Richard Branson has just released an excellent documentary; aptly titled “Don’t Look Down”. It chronicles his adventures in the voyages across the oceans in a hot air balloon. The documentary says more about Branson than any other biographical piece. When asked how he has implicit trust in Per Lindstrand, the co-pilot in his transoceanic adventures, Branson said that it was partly due to his own adventurous nature and his reasoning that Lindstrand will take precautions since the latter is a family man. It also helped that the co-pilot is an experienced hand in guiding balloons.

Entrepreneurship and dyslexia

When asked about his ability to think clearly during a crisis, Branson attributed this ability to being an entrepreneur from an extremely early age. He began his business at an extremely young age of 15 years. His transoceanic ballooning adventure first happened during his early thirties. The possibility of death during that journey could have unfazed any person- but not Branson.

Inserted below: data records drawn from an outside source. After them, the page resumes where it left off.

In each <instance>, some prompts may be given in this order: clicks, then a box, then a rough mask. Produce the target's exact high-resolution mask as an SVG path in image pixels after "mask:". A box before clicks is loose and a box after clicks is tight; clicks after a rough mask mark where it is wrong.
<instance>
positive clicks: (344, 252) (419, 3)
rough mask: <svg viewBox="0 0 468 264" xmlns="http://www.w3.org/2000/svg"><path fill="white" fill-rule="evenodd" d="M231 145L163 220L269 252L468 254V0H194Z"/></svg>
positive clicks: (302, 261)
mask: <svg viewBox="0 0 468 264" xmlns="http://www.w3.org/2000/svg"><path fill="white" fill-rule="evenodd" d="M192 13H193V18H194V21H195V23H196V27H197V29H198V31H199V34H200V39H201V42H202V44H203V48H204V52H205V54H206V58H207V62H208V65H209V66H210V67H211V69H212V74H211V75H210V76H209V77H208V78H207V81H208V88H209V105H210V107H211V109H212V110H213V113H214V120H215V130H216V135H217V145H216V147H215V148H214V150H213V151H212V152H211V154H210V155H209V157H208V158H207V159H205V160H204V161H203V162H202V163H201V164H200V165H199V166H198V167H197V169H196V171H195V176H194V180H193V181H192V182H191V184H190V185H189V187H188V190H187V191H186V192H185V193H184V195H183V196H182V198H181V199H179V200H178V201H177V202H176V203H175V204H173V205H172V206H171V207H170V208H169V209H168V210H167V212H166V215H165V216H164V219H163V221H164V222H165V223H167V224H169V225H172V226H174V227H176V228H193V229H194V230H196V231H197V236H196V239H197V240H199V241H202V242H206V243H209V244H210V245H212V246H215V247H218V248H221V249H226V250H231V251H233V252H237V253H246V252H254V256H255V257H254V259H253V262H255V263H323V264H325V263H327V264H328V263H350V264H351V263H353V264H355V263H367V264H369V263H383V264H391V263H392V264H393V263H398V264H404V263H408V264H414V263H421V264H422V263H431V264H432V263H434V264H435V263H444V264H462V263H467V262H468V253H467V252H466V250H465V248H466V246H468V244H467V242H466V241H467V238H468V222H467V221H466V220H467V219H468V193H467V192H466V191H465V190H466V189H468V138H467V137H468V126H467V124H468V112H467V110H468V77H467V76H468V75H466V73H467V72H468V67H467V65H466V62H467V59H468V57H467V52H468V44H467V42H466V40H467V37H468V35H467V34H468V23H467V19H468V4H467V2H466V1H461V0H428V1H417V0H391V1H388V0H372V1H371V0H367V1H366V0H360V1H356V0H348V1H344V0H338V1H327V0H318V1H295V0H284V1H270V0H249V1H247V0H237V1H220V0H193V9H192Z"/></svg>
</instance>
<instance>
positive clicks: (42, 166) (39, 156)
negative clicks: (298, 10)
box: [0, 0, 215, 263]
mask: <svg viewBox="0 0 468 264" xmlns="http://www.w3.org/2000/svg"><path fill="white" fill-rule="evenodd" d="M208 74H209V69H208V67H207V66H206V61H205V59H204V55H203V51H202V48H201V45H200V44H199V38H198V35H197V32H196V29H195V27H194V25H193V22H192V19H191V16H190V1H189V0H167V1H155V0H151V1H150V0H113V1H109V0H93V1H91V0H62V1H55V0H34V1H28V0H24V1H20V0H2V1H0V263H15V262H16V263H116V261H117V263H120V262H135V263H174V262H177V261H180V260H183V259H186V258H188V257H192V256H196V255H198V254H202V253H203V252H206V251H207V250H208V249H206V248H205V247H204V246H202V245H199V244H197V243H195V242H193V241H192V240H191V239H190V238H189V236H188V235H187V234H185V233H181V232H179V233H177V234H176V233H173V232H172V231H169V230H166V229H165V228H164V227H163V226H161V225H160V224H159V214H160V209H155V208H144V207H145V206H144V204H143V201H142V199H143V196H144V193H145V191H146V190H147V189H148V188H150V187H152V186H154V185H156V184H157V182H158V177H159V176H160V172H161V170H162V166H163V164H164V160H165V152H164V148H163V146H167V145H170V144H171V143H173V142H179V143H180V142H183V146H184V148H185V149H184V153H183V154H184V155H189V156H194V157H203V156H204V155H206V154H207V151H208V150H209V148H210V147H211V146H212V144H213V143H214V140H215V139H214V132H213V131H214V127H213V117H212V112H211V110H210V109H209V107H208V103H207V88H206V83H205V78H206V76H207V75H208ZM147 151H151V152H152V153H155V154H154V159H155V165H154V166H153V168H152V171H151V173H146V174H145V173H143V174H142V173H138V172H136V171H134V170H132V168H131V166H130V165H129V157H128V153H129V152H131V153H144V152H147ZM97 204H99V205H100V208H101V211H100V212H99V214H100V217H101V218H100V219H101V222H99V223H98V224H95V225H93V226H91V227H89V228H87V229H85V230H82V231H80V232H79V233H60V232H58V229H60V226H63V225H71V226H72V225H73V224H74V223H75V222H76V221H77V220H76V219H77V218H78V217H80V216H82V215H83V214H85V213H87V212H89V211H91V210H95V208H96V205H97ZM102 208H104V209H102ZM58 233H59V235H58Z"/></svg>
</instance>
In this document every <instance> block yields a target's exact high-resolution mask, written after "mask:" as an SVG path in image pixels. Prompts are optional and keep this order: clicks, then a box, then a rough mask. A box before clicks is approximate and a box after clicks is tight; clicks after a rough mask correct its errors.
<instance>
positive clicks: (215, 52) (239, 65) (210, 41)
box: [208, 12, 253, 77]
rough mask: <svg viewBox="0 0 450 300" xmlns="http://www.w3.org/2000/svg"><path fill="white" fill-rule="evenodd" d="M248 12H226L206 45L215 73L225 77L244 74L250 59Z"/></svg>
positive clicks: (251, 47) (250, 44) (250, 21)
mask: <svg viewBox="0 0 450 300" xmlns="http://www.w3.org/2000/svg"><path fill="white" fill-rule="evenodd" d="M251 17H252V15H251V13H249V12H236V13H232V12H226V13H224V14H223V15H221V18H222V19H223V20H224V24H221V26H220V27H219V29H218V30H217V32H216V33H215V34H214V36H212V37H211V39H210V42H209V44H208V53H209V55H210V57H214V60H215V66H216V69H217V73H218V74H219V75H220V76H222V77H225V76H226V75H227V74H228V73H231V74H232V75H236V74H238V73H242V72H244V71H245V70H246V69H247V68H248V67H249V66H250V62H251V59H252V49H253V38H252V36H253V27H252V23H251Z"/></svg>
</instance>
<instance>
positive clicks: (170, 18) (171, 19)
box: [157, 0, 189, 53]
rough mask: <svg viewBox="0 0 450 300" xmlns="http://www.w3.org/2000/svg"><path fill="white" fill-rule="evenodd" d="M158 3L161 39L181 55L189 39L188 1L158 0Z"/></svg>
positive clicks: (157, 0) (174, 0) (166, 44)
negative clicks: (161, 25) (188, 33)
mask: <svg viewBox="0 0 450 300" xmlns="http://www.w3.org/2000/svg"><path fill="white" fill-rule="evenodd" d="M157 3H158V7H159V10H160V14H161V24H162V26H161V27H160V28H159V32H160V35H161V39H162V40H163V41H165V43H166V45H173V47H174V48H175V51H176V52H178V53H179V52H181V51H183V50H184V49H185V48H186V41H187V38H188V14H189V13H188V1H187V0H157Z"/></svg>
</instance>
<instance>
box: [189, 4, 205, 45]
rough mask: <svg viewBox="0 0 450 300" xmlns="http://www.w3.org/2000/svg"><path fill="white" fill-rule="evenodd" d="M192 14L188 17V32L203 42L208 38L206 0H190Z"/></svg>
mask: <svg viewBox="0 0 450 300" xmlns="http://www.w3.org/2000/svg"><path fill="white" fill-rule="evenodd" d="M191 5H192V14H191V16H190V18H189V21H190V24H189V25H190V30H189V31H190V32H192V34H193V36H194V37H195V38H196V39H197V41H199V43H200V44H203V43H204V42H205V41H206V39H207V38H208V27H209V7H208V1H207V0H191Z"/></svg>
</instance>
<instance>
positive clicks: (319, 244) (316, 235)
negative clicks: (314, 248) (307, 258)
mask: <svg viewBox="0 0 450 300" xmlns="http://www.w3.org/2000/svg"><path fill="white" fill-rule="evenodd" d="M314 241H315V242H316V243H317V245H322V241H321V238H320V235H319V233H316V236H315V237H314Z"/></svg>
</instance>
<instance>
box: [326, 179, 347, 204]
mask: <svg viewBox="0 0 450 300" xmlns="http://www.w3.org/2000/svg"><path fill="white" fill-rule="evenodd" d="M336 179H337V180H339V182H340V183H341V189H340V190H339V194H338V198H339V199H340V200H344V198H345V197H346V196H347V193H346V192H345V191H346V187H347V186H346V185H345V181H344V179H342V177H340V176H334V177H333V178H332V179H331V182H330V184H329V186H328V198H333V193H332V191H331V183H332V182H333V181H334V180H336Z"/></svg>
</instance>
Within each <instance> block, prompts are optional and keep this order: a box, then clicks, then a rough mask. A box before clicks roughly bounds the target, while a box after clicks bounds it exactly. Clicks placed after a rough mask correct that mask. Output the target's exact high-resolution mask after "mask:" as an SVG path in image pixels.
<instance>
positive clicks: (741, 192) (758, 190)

In its own way, being dyslexic also helped. If he was not affected by this condition, he said that his choices would have been similar to what normal people select in everyday life and in special, challenging situations. The combination of dyslexia and the struggle of facing life as an entrepreneur with the stress of being calm under any situation, helped him to achieve success.  Branson believes him being dyslexic compelled him to question his own actions. It stopped him from being overly too confident. It also forced him to analyze every situation carefully.

Adventure in life and in business

The Briton sees the creation of startups and building them from the ground up as a kind of adventure. It also helped that his business venture segued perfectly with his adventurous nature. Being the owner of an airline company, it seemed natural to embark on a transoceanic journey perched from a balloon. Branson insisted that he would have done it even if he did not own the airline company. It just happened that his personal achievements made excellent PR material for his own company.

Branson sees his companies as challenger brands. He went into a number of sectors and shook the then leaders from their slumber and took away their market leadership positions. His companies have always delivered better services and better products. They also won a greater number of awards- thus pushing up the value of the Virgin brand.